LISTSERV at the University of Georgia
Menubar Imagemap
Home Browse Manage Request Manuals Register
Previous messageNext messagePrevious in topicNext in topicPrevious by same authorNext by same authorPrevious page (April 2004, week 2)Back to main SAS-L pageJoin or leave SAS-L (or change settings)ReplyPost a new messageSearchProportional fontNon-proportional font
Date:   Wed, 14 Apr 2004 19:48:25 -0600
Reply-To:   Jack Hamilton <JackHamilton@FIRSTHEALTH.COM>
Sender:   "SAS(r) Discussion" <SAS-L@LISTSERV.UGA.EDU>
From:   Jack Hamilton <JackHamilton@FIRSTHEALTH.COM>
Subject:   Re: Job control with SAS
Comments:   To: lpogodajr292185@COMCAST.NET
Content-Type:   text/plain; charset=us-ascii

You read my question correctly - I want to be able handle concurrencies, while running as many non-dependent programs as possible.

I'm afraid that I don't usually write well-behaved programs, by your definition - I rely on SAS to clean up my work data sets. In fact, I don't think it's possible for a SAS program to completely clean out its own WORK directory - WORK,REGSTRY and WORK.SASMACR refuse to be deleted by PROC DATASETS KILL because they're "in use".

The plain %INCLUDE approach doesn't work for me because, although it will run jobs in sequence, it will stop after the first failure, even though there are non-dependent jobs remaining which could still be run. Given

SEQ NAME 1 Prog1 1 Prog2 2 Prog3

where Prog3 is dependent on Prog1 and Prog2, if Prog1 fails then Prog2 won't run, even though it could.

I think SYSTASK is probably the most reasonable approach, but I've been told offline that it sometimes results in mysterious abends; I'll have to try it for myself.

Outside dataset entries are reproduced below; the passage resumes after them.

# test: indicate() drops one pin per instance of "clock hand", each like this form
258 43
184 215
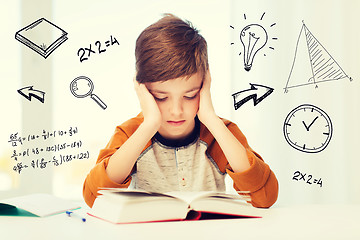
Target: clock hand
307 128
312 122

-- JackHamilton@FirstHealth.com Manager, Technical Development Metrics Department, First Health West Sacramento, California USA

>>> Lou <lpogodajr292185@COMCAST.NET> 04/14/2004 6:27 PM >>> "Don Stanley" <don_stanley@PARADISE.NET.NZ> wrote in message news:200404140152.i3E1qPu10992@listserv.cc.uga.edu... > Few, usually, minor pitfalls to beware of with this approach > > (1) create a macro variable in job 1. Have a variable of the same name in > job 2 but forget to reset it to null in job 2. Testing job 2 independent of > job 1 works fine, sequential running like below may cause very obscure > errors in job 2.

A well behaved program, like a well behaved houseguest, cleans up after itself. No self-respecting program written by a competent programmer would dream of leaving work datasets, macro variables, titles, footnotes, libnames, filenames, format or other catalogs, etc. behind. Super proper programs will also reset options to the status quo ante.

If you're saddled with programmers who refuse to behave with reasonable politeness, you can write generic clean up code and run it after each %included program. If you want, you can make it a program all by itself and %include it too.

> (2) if errorabend is switched on and job 1 fails, then jobs 2 and 3 will > not run, but they would not have if running from a scheduler with no > dependency (as originally stated by Jack some jobs can run concurrent but > this approach has forced them sequential)

Maybe I misread - I took Jack to mean that his present approach sometimes results in programs running concurrently and that this was the problem he was trying to solve - some of the programs did have dependencies and the program n was off and running before program n-1, on which it was dependent, was finished. After all, he does ask if there's a way to run the jobs "in order".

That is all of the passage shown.